One of the best known approaches to the development of cognitive agents is the BDI (Beliefs-Desires-Intentions) architecture. In the area of agent-oriented programming languages in particular, AgentSpeak has been one of the most influential abstract languages based on the BDI architecture. The type of agents programmed with AgentSpeak are sometimes referred to as reactive planning systems. To the best of our knowledge, Jason is the first fully-fledged interpreter for a much improved version of AgentSpeak, including also speech-act based inter-agent communication. Using Saci (for example), a Jason multi-agent system can be distributed over a network effortlessly. Various ad hoc implementations of BDI systems exist, but one important characteristic of AgentSpeak is its theoretical foundation: it is an implementation of the operational semantics, formally given to the AgentSpeak language and most of the extensions available in Jason. Work on formal verification of AgentSpeak systems is also underway (see the manual in the Documentation page for further references). The language interpreted by Jason is an extension of the abstract programming language called AgentSpeak(L), originally created by Anand Rao. Another important characteristic of Jason in comparison with other BDI agent systems is that it is implemented in Java (thus multi-platform) and is available Open Source, distributed under GNU LGPL.

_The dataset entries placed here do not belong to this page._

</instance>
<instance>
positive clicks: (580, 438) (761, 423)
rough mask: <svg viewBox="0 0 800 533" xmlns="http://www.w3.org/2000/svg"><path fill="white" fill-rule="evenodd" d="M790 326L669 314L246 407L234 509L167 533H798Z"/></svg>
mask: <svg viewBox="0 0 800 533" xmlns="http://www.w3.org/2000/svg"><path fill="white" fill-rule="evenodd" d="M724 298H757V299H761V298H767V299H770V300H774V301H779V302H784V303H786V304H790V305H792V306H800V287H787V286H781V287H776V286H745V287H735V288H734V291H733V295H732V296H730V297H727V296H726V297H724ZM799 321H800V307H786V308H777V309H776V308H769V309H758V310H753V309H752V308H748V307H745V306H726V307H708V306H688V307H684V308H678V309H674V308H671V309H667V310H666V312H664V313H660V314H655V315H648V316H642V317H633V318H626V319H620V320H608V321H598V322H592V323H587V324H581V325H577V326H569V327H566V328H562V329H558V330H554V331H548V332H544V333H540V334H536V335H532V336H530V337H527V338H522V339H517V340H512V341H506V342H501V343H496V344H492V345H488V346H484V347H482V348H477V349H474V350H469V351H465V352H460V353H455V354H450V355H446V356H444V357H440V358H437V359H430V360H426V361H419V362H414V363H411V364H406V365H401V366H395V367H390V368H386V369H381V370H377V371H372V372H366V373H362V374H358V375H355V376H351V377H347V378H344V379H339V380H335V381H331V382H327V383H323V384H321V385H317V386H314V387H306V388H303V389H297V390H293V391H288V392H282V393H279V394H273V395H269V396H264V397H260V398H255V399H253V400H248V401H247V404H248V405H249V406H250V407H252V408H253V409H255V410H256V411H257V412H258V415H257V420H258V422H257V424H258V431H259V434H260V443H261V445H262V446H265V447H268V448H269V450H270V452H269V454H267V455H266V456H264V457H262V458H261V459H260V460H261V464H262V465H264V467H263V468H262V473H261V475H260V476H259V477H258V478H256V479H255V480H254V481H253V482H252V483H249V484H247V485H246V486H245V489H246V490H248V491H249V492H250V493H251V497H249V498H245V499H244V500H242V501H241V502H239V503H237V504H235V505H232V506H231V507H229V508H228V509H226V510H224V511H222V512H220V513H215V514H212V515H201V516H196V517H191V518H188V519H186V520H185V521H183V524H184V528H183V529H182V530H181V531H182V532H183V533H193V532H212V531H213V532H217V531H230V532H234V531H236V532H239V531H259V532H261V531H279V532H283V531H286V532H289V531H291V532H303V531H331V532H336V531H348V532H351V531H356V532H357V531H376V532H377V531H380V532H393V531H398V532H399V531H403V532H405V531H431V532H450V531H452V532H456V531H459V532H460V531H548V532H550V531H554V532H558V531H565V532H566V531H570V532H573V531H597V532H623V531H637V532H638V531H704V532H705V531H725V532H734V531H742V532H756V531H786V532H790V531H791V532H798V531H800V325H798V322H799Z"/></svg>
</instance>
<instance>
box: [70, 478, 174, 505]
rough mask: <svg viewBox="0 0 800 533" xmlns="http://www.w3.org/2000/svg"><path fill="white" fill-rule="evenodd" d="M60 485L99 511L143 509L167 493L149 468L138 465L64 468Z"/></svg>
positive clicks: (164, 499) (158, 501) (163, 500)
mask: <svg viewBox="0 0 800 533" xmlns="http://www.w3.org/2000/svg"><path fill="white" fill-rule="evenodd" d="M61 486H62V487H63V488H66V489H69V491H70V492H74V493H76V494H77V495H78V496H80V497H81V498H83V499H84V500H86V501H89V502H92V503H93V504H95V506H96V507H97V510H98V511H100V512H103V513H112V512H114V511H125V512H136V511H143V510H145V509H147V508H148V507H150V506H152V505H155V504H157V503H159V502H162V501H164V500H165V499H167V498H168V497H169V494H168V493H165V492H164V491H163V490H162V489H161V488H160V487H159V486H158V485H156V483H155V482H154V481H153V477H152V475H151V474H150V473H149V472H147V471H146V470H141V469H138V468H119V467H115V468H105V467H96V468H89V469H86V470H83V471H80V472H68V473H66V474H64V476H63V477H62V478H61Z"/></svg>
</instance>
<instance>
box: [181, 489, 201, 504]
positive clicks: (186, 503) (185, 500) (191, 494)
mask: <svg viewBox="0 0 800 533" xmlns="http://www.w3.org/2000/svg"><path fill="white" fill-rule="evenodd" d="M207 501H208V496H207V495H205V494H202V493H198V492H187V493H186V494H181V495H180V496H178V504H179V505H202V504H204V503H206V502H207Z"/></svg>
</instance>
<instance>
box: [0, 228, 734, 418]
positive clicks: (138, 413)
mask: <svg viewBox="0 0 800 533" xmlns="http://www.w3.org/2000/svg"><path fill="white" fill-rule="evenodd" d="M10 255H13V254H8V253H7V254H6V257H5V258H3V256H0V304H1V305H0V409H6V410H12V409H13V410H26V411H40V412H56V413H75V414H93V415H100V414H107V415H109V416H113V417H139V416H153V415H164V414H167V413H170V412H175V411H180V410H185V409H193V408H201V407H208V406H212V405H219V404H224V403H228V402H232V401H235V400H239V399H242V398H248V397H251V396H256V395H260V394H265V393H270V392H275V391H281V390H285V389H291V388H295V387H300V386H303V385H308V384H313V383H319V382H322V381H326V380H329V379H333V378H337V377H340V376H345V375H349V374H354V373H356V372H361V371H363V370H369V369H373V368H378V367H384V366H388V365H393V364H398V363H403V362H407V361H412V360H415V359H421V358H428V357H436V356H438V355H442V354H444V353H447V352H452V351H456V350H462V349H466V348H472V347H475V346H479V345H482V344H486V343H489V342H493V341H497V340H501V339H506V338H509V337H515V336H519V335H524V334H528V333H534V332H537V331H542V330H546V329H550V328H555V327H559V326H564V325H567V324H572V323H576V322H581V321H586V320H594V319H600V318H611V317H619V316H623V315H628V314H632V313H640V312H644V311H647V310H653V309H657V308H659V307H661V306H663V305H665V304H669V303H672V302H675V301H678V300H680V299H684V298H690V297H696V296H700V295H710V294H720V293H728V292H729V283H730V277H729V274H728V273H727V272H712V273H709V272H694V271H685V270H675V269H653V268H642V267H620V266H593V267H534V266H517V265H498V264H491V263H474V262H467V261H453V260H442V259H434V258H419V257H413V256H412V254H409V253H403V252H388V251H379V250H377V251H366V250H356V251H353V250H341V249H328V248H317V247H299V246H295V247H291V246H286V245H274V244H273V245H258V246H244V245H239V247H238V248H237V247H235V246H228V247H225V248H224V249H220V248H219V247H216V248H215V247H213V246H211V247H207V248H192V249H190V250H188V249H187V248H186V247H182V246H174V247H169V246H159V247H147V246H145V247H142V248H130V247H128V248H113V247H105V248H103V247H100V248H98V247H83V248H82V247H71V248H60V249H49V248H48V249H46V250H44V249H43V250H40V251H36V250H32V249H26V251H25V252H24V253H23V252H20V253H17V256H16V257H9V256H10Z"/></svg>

Besides interpreting the original AgentSpeak language, Jason also features:

  • strong negation, so both closed-world assumption and open-world are available;
  • handling of plan failures;
  • speech-act based inter-agent communication (and belief annotations on information sources);
  • annotations in beliefs used for meta-level information and annotations in plan labels that can be used by elaborate (e.g., decision theoretic) selection functions;
  • meta events, declarative goal annotations, higher order variables and treating plans as terms, imperative style commands in plan bodies, and various other language extensions;
  • support for developing Environments (which are not normally to be programmed in AgentSpeak; in this case they are programmed in Java);
  • support for MAS organisations and agents that reason about them, using the Moise+ model;
  • the possibility to run a multi-agent system distributed over a network (using Saci or JADE); other distribution infrastructures can be added by the user;
  • fully customisable (in Java) selection functions, trust functions, and overall agent architecture (perception, belief-revision, inter-agent communication, and acting);
  • a library of essential “internal actions”;
  • straightforward extensibility by user-defined internal actions, which are programmed in Java;
  • an IDE in the form of a jEdit or Eclipse plugin; the IDE includes a “mind inspector” that helps debugging.